It seems crazy to think of the world without the Internet. It is very much a huge part of our lives. For example, when we lose our Internet connections at home, we feel frustrated and lost as if there is nothing left to do or live for and feel so disconnected from the rest of the world. Prior to October 29, 1969 there was no such thing. Communicating meant writing a letter and putting on a stamp to ship it off. Wanting to know more about a certain topic meant opening up a book called the Encyclopedia. Earlier that year on July 20, Niel Armstrong was the first person ever to step foot on the moon, and the world felt so advanced. Fast foward 40 years later, and astronauts now Twitter to everyone back on Earth.
The Internet has come a long way since 1969. It was Leonard Kleinrock, a UCLA computer science professor who wanted to send a message from the school’s host computer to another computer at the near by Stanford Reserach Institute.

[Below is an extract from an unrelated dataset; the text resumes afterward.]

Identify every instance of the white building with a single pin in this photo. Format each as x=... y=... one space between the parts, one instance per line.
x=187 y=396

During the process of trying to start up a remote time-sharing system, Kleinrock started to type “login,” and got the first two letters in before the system crashed, however the message “lo” was sent, which was the true birth of the Internet.
Of course while today, millions connect to the Internet, it took over 12 years to get just 213 computers connected on the network. Surprisingly nearly 16 million people were logged onto the Internet, checking e-mails by 1985. It wasn’t until the mid 1990’s though, where computers and the Internet started to take over the world. It was said that by 2001, more than 513 million people were online, and that number has more than tripled to an estimated 1.7 billion.

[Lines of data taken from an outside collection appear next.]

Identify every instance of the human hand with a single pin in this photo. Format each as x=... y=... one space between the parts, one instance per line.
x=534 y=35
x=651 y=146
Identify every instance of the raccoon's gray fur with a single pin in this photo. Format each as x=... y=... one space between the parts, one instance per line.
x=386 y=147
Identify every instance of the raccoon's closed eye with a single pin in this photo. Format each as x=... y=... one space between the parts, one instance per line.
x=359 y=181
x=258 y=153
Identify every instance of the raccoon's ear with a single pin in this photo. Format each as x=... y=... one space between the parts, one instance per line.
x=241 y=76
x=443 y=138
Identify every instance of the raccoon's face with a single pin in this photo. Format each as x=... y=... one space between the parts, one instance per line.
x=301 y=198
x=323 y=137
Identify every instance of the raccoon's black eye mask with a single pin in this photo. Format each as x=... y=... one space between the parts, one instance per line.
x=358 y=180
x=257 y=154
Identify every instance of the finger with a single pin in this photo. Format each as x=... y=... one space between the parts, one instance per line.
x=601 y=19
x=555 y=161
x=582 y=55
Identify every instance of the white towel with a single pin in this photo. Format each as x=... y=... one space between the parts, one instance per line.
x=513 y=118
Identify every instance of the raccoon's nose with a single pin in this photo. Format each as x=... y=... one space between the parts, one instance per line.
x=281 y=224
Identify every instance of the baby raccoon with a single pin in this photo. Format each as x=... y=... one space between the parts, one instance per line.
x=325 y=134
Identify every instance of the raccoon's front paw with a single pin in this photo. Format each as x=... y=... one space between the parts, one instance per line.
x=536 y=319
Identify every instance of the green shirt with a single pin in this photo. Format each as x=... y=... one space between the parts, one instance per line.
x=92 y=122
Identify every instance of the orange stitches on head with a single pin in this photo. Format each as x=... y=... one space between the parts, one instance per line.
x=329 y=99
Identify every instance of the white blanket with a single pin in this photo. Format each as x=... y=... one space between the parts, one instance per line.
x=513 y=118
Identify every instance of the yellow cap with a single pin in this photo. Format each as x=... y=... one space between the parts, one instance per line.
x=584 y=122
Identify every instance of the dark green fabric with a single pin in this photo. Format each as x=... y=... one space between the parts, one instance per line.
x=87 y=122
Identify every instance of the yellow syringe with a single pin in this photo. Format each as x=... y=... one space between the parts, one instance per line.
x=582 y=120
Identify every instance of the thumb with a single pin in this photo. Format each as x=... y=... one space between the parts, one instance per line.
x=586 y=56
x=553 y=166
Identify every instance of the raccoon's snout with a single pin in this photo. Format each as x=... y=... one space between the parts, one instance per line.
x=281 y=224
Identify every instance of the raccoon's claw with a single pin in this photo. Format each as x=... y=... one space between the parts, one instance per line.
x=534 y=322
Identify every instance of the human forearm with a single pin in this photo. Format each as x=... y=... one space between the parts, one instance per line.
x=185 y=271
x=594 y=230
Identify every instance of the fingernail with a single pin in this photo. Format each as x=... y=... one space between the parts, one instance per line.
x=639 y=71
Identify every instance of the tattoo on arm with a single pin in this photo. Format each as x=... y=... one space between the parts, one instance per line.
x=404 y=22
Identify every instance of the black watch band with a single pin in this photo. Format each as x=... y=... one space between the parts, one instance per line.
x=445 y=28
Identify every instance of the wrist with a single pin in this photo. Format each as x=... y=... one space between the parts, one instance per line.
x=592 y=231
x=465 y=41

It’s almost certain that Kleinrock didn’t imagine that the Internet would be something we’d live off of 40 years later. The Internet has come a long with in the past 40 years. What does the future hold? What will the Internet be like in another 40 years?

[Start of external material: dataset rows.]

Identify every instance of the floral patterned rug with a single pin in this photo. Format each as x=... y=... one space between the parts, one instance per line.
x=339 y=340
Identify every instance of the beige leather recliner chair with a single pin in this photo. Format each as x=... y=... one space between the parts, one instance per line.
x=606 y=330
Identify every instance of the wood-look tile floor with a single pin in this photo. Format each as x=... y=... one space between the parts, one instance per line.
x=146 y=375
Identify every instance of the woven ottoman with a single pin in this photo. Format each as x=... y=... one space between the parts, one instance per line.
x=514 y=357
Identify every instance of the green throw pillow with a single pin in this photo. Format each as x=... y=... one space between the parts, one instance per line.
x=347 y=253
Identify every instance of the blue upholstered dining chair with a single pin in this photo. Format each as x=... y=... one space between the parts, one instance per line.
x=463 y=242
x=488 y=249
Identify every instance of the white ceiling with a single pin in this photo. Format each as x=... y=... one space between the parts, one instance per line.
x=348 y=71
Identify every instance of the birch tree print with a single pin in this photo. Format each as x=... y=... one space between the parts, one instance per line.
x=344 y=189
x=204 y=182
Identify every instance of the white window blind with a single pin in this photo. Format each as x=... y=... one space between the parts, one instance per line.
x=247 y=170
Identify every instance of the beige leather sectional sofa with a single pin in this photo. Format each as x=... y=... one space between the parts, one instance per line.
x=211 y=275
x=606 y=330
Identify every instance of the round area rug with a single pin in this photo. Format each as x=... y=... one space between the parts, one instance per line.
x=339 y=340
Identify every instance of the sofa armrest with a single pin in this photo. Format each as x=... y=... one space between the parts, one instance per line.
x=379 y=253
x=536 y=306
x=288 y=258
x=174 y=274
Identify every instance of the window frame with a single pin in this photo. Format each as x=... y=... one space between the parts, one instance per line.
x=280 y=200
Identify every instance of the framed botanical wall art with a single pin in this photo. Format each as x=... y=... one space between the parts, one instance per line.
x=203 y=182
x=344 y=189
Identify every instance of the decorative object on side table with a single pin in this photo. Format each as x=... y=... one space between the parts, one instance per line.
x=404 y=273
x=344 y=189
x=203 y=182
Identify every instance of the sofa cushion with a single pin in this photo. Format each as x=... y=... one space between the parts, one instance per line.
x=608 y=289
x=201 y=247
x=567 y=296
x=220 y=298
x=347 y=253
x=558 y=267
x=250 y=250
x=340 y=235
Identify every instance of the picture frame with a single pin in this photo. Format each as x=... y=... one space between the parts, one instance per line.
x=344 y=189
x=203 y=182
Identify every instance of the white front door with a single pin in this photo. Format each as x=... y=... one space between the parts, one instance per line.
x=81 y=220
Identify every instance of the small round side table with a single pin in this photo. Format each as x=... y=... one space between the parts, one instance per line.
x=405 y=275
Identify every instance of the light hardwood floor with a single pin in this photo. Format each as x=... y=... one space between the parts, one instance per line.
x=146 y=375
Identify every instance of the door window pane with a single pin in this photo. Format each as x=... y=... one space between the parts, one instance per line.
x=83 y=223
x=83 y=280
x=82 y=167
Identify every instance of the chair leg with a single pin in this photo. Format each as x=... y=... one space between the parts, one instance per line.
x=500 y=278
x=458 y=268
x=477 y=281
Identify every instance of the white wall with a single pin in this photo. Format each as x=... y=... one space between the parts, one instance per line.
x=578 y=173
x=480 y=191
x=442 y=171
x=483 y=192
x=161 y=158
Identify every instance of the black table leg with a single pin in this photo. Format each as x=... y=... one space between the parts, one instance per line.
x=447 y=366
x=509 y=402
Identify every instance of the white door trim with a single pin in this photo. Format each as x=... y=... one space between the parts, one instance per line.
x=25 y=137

Ruth Barnett of the UK’s Sky News said, “It is difficult to predict the future as we have seen so many unexpected innovations already, and surely no one could have realised 40 years ago how substantially it would change the way we live. It could become increasingly creative, open and collaborative, or we could become more and more “tethered” to the companies who make the gadgets we use to access it – such as phones or games consoles.”